Il n’y a pas de batterie mais une boite à rythmes, un micro pour deux choristes et un type qui scande des trucs non-stop au milieu, de joyeux sauts sur place et des sourires à la pelle : la bonne humeur insupportable des jeunes gens présents sur scène les ferait passer pour des animateurs du Club Med s’il n’y avait ce talent brut et spontané que l’on décèle immédiatement. A la place, on croit plutôt voir un gang de loubards gentils fêter une victoire sur des loubards méchants.
Les titres sont ultra-efficaces, refrains fédérateurs et couplets catchy, comme calibrés pour le succès mais en bien plus frais. Autre détail, mais pas des moindres, Welly donne sacrément envie de picoler, ce qui est en général un excellent signe (quand ça n'est pas pour s'assourdir en urgence). On restera donc, si la cirrhose nous épargne, attentifs au développement de ce très jeune groupe qui n’a pour l’instant qu’un single à son actif.
Thumpasaurus
Pratiquement aucun turnover dans la fosse, cette fois, personne ne veut prendre le risque de faire une pause et ainsi perdre sa place au soleil, près de la scène, ou pire, se retrouver du côté de la face cachée du Grand Pilier, au centre de la place.
Après avoir pu observer le groupe gribouiller sur des t-shirts blancs dans les loges (à l’occasion d’une interview à venir prochainement) pour édifier leur merch, on ressent un plaisir spécial à voir le groupe monter sur scène dans son ensemble de combis aux parures manufacturées au feutre noir.
La première tournée européenne de Thumpasaurus ne passait que deux fois par la France, deux fois à Paris.

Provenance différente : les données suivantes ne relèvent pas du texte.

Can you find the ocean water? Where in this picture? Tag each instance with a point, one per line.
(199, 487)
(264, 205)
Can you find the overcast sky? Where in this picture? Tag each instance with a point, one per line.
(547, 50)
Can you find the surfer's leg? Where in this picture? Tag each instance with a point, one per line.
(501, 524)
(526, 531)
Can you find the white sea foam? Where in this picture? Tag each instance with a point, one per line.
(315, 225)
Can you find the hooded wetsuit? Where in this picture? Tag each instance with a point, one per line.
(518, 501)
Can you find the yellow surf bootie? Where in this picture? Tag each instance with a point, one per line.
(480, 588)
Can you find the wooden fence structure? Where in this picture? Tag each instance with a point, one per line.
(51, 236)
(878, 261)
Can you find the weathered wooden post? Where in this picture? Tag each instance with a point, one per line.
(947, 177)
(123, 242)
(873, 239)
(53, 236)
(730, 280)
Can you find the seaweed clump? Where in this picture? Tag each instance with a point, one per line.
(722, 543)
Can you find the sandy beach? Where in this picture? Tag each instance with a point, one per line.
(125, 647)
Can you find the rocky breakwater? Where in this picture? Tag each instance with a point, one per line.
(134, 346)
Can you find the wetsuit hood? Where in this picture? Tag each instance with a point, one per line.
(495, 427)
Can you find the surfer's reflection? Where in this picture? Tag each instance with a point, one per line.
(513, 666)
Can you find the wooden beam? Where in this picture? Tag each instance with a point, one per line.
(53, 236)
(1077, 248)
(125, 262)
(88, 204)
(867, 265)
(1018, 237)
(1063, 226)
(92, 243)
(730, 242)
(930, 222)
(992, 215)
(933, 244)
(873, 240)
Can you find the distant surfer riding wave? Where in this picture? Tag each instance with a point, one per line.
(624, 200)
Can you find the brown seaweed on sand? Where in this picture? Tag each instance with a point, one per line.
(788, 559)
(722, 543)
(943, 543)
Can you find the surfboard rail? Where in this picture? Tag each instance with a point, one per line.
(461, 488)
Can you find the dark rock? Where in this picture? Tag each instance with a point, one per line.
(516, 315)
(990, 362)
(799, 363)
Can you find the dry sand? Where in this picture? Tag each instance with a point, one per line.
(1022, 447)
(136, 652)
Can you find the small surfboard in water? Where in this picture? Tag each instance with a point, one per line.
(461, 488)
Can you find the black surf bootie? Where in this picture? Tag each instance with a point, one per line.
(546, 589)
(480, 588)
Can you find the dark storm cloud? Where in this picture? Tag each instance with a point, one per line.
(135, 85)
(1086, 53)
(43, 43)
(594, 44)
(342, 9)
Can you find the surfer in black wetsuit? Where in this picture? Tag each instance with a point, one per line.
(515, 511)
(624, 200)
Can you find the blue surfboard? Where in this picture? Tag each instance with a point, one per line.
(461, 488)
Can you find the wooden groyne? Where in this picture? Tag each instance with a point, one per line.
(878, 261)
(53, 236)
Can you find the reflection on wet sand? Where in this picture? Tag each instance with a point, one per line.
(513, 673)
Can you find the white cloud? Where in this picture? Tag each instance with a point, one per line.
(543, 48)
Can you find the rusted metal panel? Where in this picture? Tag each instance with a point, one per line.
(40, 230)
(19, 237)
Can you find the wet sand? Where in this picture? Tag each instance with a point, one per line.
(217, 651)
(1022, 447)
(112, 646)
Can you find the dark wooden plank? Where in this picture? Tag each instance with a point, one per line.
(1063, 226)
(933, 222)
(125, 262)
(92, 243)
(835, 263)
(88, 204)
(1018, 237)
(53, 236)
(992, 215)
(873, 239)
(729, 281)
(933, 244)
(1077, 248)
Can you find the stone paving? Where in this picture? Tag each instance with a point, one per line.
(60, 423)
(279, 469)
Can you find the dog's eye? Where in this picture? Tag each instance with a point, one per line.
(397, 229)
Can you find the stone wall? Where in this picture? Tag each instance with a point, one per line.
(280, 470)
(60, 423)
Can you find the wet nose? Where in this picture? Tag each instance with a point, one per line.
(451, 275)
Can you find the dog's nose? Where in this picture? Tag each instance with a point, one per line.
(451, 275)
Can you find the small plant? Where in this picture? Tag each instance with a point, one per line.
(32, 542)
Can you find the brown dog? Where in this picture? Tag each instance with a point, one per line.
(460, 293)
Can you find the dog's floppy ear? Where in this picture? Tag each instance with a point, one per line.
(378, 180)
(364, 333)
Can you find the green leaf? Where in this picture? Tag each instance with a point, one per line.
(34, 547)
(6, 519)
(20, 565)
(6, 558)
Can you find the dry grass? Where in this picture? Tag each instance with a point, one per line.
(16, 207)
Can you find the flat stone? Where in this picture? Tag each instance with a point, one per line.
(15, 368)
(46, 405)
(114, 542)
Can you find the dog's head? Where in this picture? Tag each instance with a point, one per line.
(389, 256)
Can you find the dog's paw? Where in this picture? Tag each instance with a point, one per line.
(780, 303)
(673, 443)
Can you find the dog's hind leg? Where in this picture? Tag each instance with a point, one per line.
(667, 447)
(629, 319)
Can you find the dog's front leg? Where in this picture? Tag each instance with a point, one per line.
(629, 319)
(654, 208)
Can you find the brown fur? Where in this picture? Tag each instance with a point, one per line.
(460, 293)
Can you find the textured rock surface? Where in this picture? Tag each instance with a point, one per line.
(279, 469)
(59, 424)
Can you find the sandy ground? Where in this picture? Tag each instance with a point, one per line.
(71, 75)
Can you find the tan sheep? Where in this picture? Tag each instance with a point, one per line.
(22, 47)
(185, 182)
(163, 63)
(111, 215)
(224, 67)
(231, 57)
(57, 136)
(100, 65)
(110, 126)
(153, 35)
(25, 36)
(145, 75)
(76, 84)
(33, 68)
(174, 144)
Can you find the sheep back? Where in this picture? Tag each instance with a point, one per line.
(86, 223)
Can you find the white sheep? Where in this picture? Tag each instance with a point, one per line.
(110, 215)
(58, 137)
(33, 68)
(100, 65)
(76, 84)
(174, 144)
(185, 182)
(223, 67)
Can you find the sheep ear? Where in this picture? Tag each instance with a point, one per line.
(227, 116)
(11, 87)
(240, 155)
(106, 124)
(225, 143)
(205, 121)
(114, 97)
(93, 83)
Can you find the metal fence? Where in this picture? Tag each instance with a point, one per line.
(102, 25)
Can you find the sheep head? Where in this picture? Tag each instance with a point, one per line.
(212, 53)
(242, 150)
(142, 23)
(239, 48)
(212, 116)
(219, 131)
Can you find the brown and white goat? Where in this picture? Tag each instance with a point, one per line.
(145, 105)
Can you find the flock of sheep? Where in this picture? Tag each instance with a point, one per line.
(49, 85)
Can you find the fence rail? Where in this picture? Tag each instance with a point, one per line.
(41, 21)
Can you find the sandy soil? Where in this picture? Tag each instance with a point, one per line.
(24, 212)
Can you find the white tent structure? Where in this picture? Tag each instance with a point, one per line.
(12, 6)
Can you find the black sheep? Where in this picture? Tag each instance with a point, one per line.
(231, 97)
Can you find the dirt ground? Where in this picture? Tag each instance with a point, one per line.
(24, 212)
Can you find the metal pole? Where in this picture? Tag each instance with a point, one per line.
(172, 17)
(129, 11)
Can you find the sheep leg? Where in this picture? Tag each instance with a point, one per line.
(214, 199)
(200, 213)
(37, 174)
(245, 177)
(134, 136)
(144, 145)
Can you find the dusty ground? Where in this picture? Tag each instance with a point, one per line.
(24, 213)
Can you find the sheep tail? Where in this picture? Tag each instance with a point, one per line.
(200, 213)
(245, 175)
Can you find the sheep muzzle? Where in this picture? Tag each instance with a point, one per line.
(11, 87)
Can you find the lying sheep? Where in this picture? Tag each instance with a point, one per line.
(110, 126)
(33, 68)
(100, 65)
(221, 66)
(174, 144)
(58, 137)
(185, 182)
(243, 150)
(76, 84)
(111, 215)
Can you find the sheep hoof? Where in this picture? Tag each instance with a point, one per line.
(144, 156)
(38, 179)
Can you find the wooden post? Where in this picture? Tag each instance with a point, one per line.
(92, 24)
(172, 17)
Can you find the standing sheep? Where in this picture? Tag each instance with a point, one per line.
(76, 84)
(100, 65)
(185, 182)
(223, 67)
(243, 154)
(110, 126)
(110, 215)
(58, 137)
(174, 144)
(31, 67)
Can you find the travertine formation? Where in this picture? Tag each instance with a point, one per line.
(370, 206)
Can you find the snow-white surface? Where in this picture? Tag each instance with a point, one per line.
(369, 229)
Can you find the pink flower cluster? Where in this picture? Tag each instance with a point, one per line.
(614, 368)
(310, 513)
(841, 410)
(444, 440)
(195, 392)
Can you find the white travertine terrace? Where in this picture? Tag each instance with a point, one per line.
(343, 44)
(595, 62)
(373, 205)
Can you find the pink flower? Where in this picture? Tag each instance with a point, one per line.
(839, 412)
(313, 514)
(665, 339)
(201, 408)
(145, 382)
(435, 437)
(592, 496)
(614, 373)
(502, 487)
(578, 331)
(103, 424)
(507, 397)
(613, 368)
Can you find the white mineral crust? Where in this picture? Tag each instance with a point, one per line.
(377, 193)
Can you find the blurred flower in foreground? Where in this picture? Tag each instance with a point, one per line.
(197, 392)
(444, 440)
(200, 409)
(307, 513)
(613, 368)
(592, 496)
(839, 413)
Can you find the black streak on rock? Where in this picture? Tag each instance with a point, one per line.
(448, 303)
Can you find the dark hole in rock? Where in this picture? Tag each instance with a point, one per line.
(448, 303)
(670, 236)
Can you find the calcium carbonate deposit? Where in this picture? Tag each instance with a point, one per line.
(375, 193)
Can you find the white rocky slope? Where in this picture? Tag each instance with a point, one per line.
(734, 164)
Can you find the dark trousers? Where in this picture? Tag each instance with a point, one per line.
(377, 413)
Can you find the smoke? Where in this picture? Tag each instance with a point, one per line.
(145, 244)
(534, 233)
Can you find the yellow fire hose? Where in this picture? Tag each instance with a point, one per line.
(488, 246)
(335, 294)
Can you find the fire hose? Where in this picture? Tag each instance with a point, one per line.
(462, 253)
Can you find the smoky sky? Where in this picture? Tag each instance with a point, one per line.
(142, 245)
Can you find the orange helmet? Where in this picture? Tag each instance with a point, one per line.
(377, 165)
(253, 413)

Est-ce qu’il était bien raisonnable, pour le compère Yann Landry et moi-même, de cumuler à nous deux plus de 2800 kilomètres de voies ferrées pour se trouver sur le chemin d’un obscur groupe texan ?
En vérité, La Grosse Radio vous le dit : fous sont ceux qui n’y furent pas. Après une courte intro destinée à chauffer les lampes des amplis et les miquettes d’un public déjà bien en nage, le groupe envoie d’emblée "Struttin’", l’un des titres phares de son répertoire dont le public a fait se rouler par terre 3 millions de personnes depuis sa sortie sur YouTube. Un démarrage bien malin, la fosse est instantanément acquise à la cause de Thumpasaurus, et comme le tempo n’est pas le plus élevé du set, loin s’en faut, la surenchère sera aisée.
De ce départ en trombe au final explosif sur le combo "I’m Pissed" / "Space Barn", le show correspond exactement à ce que l’on attend en écoutant Thumpaverse : un condensé de groove furibard et pousse-à-la-danse, agrémenté de prouesses techniques qui sont autant de claques sonores, sans jamais perdre une dimension ludique primordiale.
Chaque instant de virtuosité – ils sont nombreux – nous permet de mieux comprendre l'analyse du batteur Henry Was qui nous confiait, dans l’après-midi qu'ils avaient passé des années à travailler intensément leur technique, pour finalement chanter « too funky for the salami ».
La formation jazz de la plupart des membres du groupe se ressent lorsque tel ou tel musicien sort du lot, et il s’agit alors de lui laisser toute la place pour forcer le focus du public sur la prouesse en cours. Pour autant, on ne tombe jamais dans un registre démonstratif : ces moments de haute voltige sont au service, sans concession possible, du FUN. Le décalage que l’on perçoit dans les textes ou dans l’interprétation de Lucas Tamaren au chant, trouve un écho évident dans la débauche de technicité déployée par l’ensemble des musiciens ; on « joue au virtuose », et on a bossé toute une vie pour que l’illusion soit parfaite.
Aucun élitisme donc, dans cette démarche : tout est tourné vers le public, pour développer cette complicité permettant à la scène et à la fosse de danser d’un seul et même mouvement. Un sixième membre a même été embauché pour diffuser au mur, en direct, des images permettant une immersion plus intense encore, et même de suivre les paroles façon karaoké bien pratique pour le public français pauvrement anglophone que nous sommes. Montages fracassés, memes, la démarche est inclusive, populaire, plébéienne même - la communion est effective.